Management was also confident during the earnings call, accentuating that the current opportunity looks “undeniably attractive.”
With AGNC’s price action still forming a base and yet to take off, we encourage investors still biding their time to add more exposure. Notwithstanding, we need to remind investors that the upcoming November FOMC could introduce unexpected downside volatility if Powell and his team find a way to upend the bullish thesis. Hence, investors should be prepared for a potentially highly volatile week ahead and keep spare ammunition.
We reiterate our Speculative Buy rating on AGNC and maintain our medium-term price target of $10.
AGNC’s Estimates Were Slashed Further
AGNC posted a TBVPS of $9.08 in Q3, impacted further by market volatility amid the Fed’s increasingly hawkish posture. Hence, it led to a -44.7% YoY growth and a 20.6% decline from Q2.
The company had already guided its BVPS outlook in its Q3 prelim release in early October. Hence, the market wasn’t surprised by the performance. However, Street analysts turned increasingly cautious as they slashed its forward estimates, factoring in an increasingly hawkish Fed into their projections.
As seen above, the revised estimates indicate that AGNC could post a BVPS decline of 45% YoY in Q4. However, it implies only a 4.4% QoQ decline.
Therefore, we postulate that Street analysts have considered the potential for the Fed’s terminal rates peaking in Q4’22/Q1’23 before pausing or reversing. The forward Fed Fund rate (FFR) has also priced in a 5% terminal rate by the end of Q1’23 or early Q2.
Therefore, unless Powell and his team have markedly different ideas from the current market expectations, we postulate that the recent panic selloff should have formed its medium-term bottom.

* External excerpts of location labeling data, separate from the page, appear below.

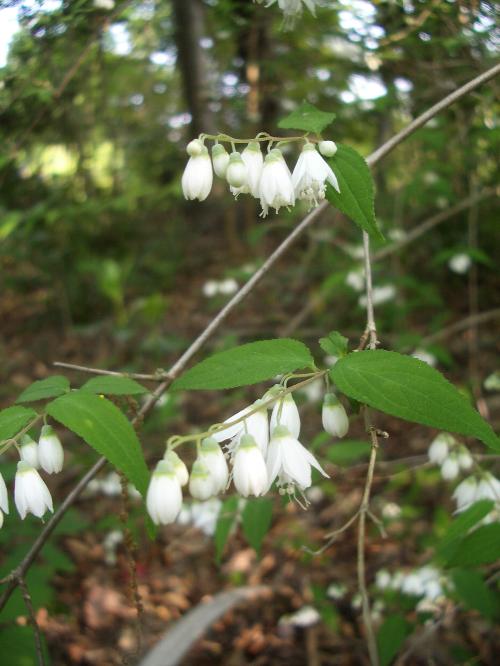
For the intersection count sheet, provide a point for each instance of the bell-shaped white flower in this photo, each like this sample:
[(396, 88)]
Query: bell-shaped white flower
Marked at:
[(327, 148), (285, 413), (236, 174), (213, 458), (178, 466), (50, 451), (201, 482), (289, 461), (220, 160), (4, 497), (249, 469), (310, 176), (28, 451), (275, 187), (198, 176), (334, 417), (164, 496), (31, 495)]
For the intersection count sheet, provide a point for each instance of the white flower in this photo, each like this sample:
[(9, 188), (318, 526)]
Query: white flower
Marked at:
[(177, 465), (276, 187), (4, 497), (249, 469), (236, 173), (289, 461), (310, 175), (201, 482), (164, 496), (220, 159), (198, 176), (213, 458), (50, 451), (285, 413), (31, 495), (327, 148), (334, 417), (29, 451)]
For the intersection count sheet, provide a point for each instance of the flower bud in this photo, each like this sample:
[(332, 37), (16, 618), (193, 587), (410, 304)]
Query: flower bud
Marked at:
[(50, 451), (236, 173), (220, 160), (327, 148), (334, 417)]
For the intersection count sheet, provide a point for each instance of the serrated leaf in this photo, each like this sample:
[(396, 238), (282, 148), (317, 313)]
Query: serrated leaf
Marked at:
[(256, 520), (334, 344), (308, 118), (410, 389), (103, 426), (356, 198), (14, 419), (111, 385), (248, 364), (45, 388)]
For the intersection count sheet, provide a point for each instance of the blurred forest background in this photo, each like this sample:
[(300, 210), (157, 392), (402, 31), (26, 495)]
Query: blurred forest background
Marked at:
[(104, 264)]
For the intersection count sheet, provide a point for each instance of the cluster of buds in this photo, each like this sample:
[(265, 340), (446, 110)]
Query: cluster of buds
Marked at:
[(267, 179), (261, 449), (31, 494)]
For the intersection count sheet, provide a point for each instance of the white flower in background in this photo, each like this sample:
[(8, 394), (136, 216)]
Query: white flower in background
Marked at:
[(425, 356), (201, 482), (285, 413), (213, 458), (198, 176), (289, 461), (177, 465), (334, 417), (31, 495), (220, 160), (275, 188), (327, 148), (460, 263), (249, 468), (310, 176), (164, 496), (29, 451), (50, 451)]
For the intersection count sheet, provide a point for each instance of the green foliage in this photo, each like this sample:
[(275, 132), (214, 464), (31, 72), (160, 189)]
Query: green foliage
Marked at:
[(103, 426), (248, 364), (356, 198), (308, 118), (45, 388), (410, 389), (110, 385)]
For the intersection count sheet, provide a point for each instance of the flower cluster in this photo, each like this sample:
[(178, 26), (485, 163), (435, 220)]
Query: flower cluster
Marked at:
[(31, 495), (261, 449), (267, 179)]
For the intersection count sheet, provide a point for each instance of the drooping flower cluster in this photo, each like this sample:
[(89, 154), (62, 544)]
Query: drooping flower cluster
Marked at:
[(31, 494), (260, 449), (267, 179)]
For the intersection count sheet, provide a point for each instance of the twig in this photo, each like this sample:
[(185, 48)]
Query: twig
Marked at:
[(31, 615)]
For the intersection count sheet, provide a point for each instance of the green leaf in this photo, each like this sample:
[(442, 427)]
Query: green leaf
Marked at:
[(334, 344), (225, 522), (410, 389), (13, 419), (45, 388), (356, 198), (113, 386), (103, 426), (256, 520), (471, 589), (308, 118), (248, 364), (390, 638)]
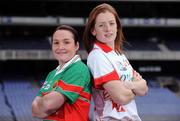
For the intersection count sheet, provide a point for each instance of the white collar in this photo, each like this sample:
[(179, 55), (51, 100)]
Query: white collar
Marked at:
[(73, 60)]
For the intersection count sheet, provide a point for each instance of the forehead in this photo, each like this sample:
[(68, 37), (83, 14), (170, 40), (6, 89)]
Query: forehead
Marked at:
[(63, 34), (105, 16)]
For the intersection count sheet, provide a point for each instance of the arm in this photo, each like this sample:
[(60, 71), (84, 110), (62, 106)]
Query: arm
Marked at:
[(48, 104), (118, 92), (138, 85)]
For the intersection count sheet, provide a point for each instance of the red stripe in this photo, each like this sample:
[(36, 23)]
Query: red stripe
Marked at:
[(98, 82), (69, 87), (103, 46), (86, 95)]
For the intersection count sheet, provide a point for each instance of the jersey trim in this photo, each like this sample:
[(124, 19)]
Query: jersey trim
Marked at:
[(106, 78), (103, 46)]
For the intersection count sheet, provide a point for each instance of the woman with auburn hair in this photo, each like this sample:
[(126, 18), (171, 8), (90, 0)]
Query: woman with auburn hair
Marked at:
[(116, 83)]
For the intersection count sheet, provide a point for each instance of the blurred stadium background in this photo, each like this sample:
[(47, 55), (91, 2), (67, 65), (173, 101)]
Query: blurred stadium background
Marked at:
[(152, 31)]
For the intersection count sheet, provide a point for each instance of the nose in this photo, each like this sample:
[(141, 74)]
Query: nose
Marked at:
[(60, 46), (107, 27)]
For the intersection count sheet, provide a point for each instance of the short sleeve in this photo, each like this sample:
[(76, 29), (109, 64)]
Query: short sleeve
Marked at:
[(101, 68), (73, 82)]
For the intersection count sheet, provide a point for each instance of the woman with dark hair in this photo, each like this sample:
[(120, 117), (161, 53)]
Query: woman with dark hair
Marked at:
[(65, 94), (113, 75)]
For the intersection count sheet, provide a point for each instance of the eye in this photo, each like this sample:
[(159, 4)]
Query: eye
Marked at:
[(112, 23), (55, 42), (100, 25)]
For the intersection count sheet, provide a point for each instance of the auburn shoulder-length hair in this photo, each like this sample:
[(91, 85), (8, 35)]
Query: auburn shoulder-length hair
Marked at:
[(89, 39)]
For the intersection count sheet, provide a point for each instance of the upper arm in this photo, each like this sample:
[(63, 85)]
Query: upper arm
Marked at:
[(105, 76), (53, 100), (101, 68), (118, 92)]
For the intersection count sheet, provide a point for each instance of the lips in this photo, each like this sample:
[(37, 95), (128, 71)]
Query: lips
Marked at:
[(108, 34)]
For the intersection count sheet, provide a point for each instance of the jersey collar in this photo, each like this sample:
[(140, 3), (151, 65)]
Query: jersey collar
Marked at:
[(103, 46)]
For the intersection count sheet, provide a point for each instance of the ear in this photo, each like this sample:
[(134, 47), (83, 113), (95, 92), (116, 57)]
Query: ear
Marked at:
[(93, 32), (77, 46)]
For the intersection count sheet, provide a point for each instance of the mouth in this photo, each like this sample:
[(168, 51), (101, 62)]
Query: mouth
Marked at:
[(108, 35)]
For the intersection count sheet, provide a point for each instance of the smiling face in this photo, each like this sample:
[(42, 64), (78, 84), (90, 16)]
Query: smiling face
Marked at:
[(63, 46), (105, 28)]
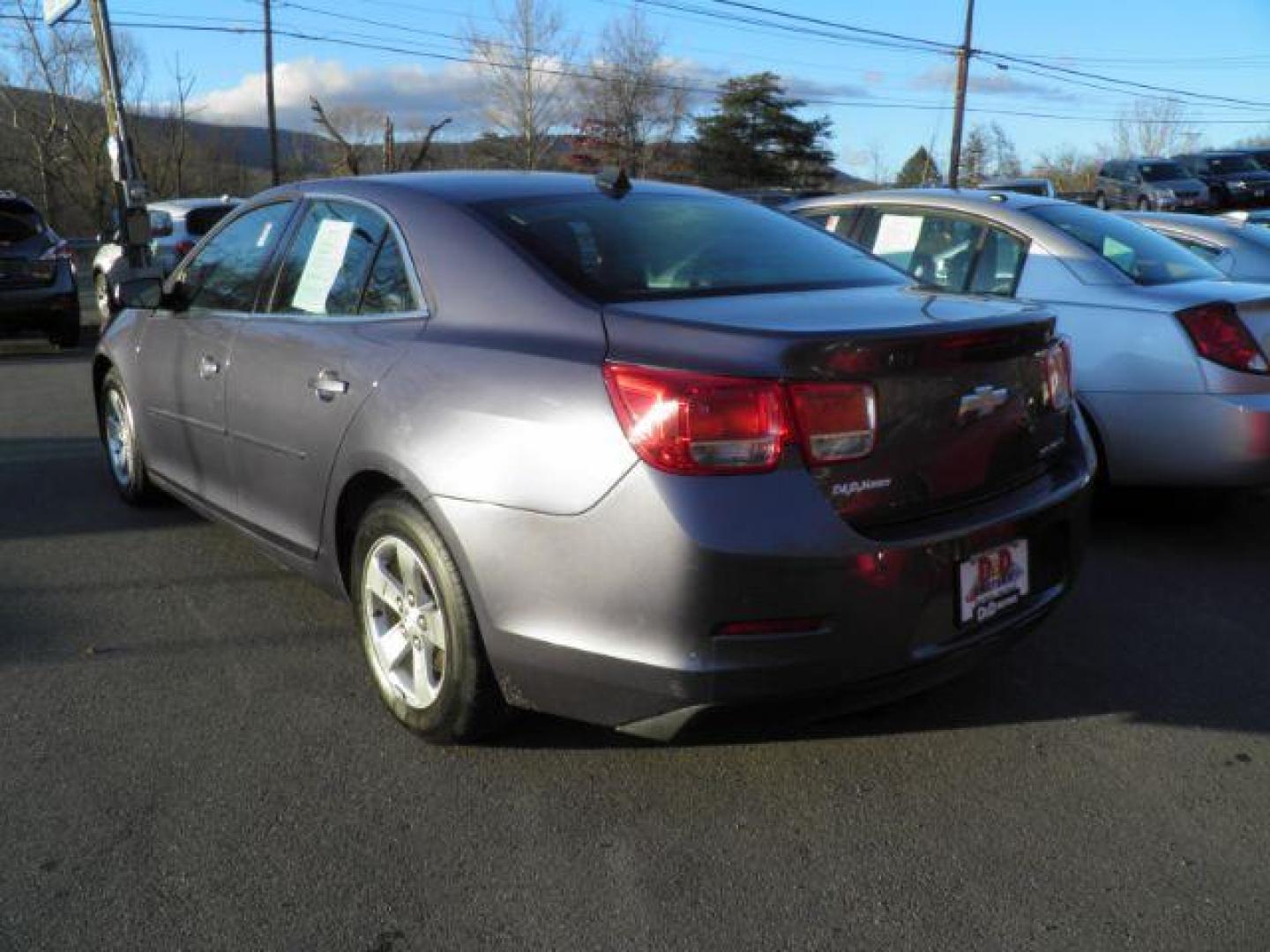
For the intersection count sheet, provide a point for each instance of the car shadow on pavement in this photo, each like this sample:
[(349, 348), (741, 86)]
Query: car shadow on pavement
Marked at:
[(1169, 625), (57, 487)]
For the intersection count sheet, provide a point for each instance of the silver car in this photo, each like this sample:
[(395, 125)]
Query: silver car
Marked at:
[(605, 450), (1169, 358), (1238, 249), (176, 227)]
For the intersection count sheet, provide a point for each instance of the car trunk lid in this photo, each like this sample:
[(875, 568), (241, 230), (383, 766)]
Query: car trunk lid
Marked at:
[(960, 383)]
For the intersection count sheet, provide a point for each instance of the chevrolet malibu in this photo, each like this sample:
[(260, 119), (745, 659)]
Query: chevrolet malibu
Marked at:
[(1169, 358), (608, 450)]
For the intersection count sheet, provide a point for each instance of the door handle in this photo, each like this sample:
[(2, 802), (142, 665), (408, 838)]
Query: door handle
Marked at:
[(328, 385)]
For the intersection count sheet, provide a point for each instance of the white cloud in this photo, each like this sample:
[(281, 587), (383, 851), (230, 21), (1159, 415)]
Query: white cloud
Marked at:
[(997, 83), (409, 94)]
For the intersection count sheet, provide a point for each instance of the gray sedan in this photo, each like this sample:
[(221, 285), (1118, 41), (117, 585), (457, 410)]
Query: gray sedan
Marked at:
[(1169, 357), (617, 452), (1238, 249)]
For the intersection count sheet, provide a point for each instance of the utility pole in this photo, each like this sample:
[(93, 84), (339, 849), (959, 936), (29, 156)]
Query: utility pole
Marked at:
[(268, 92), (130, 190), (963, 71)]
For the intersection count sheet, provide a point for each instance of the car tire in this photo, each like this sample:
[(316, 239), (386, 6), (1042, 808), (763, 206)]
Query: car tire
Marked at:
[(106, 309), (418, 628), (65, 333), (123, 457)]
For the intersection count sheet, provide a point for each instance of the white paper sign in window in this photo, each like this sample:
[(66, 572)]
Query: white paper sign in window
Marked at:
[(322, 270), (897, 234)]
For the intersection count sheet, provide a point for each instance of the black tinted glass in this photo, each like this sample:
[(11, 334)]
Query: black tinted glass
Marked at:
[(1162, 172), (19, 221), (389, 288), (646, 247), (1142, 254), (329, 259), (227, 271), (199, 221), (1226, 164)]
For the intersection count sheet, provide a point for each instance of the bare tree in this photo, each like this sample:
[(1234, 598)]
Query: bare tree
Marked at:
[(524, 66), (355, 129), (1154, 127), (635, 109)]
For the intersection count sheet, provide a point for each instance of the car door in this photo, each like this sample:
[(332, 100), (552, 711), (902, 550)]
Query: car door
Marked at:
[(185, 353), (343, 310)]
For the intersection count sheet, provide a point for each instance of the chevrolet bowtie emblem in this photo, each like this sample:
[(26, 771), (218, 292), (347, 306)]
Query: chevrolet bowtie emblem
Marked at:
[(982, 401)]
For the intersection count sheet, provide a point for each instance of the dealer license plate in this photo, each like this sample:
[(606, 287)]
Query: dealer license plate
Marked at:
[(993, 582)]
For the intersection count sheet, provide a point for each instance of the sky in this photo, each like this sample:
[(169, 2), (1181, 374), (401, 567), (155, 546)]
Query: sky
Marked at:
[(883, 100)]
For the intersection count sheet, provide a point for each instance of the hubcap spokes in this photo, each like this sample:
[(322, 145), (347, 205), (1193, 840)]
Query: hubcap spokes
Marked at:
[(118, 437), (406, 621)]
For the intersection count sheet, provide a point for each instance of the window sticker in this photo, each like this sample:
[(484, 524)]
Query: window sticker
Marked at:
[(325, 259), (897, 234)]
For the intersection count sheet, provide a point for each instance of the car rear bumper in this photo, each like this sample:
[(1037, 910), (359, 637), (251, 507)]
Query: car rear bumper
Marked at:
[(612, 616), (1185, 439), (38, 308)]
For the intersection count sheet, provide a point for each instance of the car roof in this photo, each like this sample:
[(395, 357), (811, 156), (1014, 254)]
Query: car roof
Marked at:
[(967, 199), (1199, 224), (184, 205), (471, 187)]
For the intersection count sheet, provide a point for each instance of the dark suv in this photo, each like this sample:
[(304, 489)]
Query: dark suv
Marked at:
[(37, 276), (1149, 184), (1233, 179)]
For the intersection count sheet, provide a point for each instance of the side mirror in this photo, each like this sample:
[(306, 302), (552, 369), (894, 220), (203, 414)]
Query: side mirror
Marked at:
[(144, 292)]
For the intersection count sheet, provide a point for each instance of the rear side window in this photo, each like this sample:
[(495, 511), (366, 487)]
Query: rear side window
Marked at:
[(199, 221), (938, 250), (343, 250), (227, 271), (1139, 253), (19, 221), (658, 245)]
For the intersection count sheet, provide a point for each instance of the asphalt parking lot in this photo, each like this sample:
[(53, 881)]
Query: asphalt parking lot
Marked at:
[(192, 758)]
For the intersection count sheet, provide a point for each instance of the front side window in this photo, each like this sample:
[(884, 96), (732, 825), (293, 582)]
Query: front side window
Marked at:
[(657, 245), (937, 249), (1162, 172), (1137, 251), (1229, 164), (342, 248), (227, 271)]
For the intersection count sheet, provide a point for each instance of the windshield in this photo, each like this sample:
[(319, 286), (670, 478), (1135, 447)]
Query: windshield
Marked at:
[(648, 247), (1162, 172), (18, 221), (1137, 251), (1226, 164)]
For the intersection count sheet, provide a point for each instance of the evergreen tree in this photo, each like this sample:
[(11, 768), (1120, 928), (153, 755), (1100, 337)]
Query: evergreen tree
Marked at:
[(918, 170), (755, 138)]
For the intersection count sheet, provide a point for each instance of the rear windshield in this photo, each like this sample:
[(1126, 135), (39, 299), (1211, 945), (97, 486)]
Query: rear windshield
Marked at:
[(199, 221), (1226, 164), (18, 221), (1162, 172), (1142, 254), (652, 247)]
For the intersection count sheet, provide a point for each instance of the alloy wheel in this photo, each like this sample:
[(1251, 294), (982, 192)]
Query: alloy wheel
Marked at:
[(120, 437), (404, 621)]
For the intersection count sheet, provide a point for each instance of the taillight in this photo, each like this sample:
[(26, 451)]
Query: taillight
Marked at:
[(1057, 367), (692, 423), (1221, 337), (61, 249), (836, 421)]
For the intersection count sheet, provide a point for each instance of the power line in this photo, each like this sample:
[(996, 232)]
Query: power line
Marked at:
[(871, 103)]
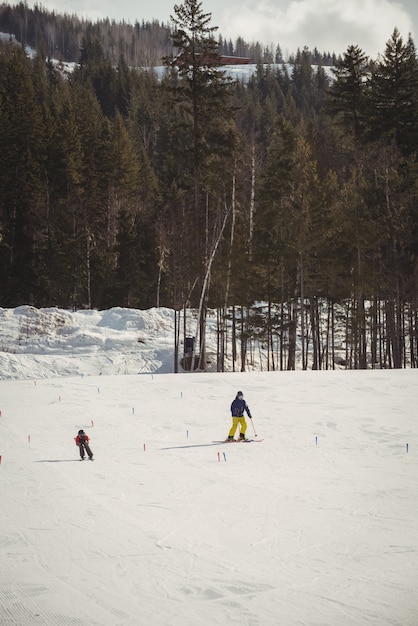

Management also telegraphed its conviction in the earnings call, as CEO Peter Federico articulated:
It is important to understand the unique opportunity that we believe is on the other side of this historic repricing event. When you look at (Agency MBS) returns where they are today, you have to say this is potentially a once-in-a-lifetime return opportunity. Even adjusting for the current level of rate volatility, spreads on Agency MBS are compelling. And when rate volatility ultimately settles, Agency MBS will materially outperform. Moreover, this recovery could be very rapid. (AGNC FQ3’22 earnings call)
We are in the Fed pause/pivot camp. Therefore, we concur that the Fed could be nearing the end of its rate hikes as the economy stumbles toward a recession.
Management also highlighted that the Agency MBS spread (as seen above) exceeded levels last seen in the 2007/08 financial crisis, well above its long-term average of 78 bps. Therefore, it augurs well for management’s confidence in a significant mean reversion opportunity in the works.
But does the price action support the thesis?
Is AGNC Stock A Buy, Sell, Or Hold?
Despite slashed forward estimates by the Street, AGNC’s bottoming process remains robust. Therefore, if bad news didn’t “kill” its consolidation, we postulate that buyers are likely accumulating.
Before they push the prices markedly higher to revert the skewed reward-to-risk profile from these levels, we encourage investors to go on board. Of course, the market is likely anticipating an in-line FOMC press conference (aligned with the market’s expectations of FFR peaking at 5% in early 2023).
Given the uncertainties, we deduce that the market is still tentative about re-rating AGNC markedly higher from here. But, we see an attractive reward-to-risk profile skewed toward the upside from these levels.
Hence, we urge investors to look past the market pessimism and follow AGNC’s bottoming process.
We reiterate our Speculative Buy rating on AGNC.